A FRIEND FROM RUSSIA told me this folktale from his land. A cart got stuck in the river. Three animals were harnessed to the vehicle to pull it out: a pike, a crayfish, and a swan. The pike, following its instincts, pushed forward. The crayfish, which swims backward, went in the opposite direction. The swan could only dream of flying with the cart into the sky. The cart never moved.

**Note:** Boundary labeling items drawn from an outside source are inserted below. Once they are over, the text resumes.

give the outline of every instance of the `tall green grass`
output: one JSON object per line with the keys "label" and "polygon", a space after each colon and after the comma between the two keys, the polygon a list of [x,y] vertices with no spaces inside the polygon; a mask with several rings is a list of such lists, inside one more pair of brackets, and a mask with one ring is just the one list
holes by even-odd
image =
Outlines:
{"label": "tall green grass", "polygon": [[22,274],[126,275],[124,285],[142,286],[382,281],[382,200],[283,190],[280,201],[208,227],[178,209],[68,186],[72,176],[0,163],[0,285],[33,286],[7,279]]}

Does this remind you of anything? Perhaps of the I.N.D.I.A. Alliance, still huffing and puffing to sort out contenders and candidates when the scream of the starting whistle is already resounding in the political atmosphere. We could start a little quiz: Who are the pikes, the crayfish and the swans? The swans, of varying colours, are most evident, all dreaming of soaring towards the prime minister’s seat in Delhi. Congress has announced its candidate for prime minister, Mallikarjun Kharge, with immediate repercussions. Nitish Kumar has responded with the game of silence, letting rumours speak louder than facts as he strikes a distance from alleged allies on minor or major issues. The retired, and perhaps tired, swan Sharad Pawar has floated into parallel waters, beguiled into political miscalculation by parental love. DMK is the crayfish of the south, retreat the best means of return to its comfort zone. The Communist Party of Kerala (Marxist) is the second crayfish, wisely concentrating its energies on the backward flip. The pike of 2023, Mamata Banerjee, has been equally judicious, deciding that 2024 is not the year for any forward movement. Better to save the harvest in your backyard. Akhilesh Yadav might be in danger of being neither fish nor fowl. Arvind Kejriwal, leader of AAP, is still trying to become a pike but remains seriously underweight. As for Congress leaders, all of them are anxiously looking for that elusive prize of Indian democracy, the safe seat.
A proverb attributed to the great ancient Greek dramatist Euripides might prove to be a useful reminder for the I.N.D.I.A. allies: One loyal friend is worth ten thousand relatives. One feels compelled to add that Euripides was famous for writing tragedies.
A master of comedy can get it equally right. Oscar Wilde, so cleverly wrong about so much, was immaculately right when he pointed out that true friends stab you from the front. As a definition of opposition politics in India, it works.
As for ruling parties in our country, the syndrome shifts in a neat semi-circle. Once again, we must learn from a great poet. As William Butler Yeats is believed to have said: There are no strangers here, only friends you haven’t met. Yeats was talking about Ireland, not Bihar. The Bihar amendment is: There are no strangers here, only friends whom left you before.
A GREAT MYSTERY OF media is summed up by the question: Why do stories disappear when the humongous problems they expose still persevere? Here is a case in point.
One of the signature projects in Britain is the High Speed 2 railway line, first proposed in 2009, started in 2012, and to be completed heaven knows when. It covers only 230km of track, with 54 state-of-the-art trains, but then Britain is a small country albeit with a big bureaucracy. Sometime late last year, or after more than a decade of work, someone discovered that there were not enough doors for the carriages. More specifically, only one door had been ordered instead of the regulation two. If this was corruption, it might have been understandable if not forgivable. Venality comes in many ways, some creative enough to win awards. But this was a case of stupidity. Why is such stupidity not a criminal offence? Because the story disappears before it imposes accountability.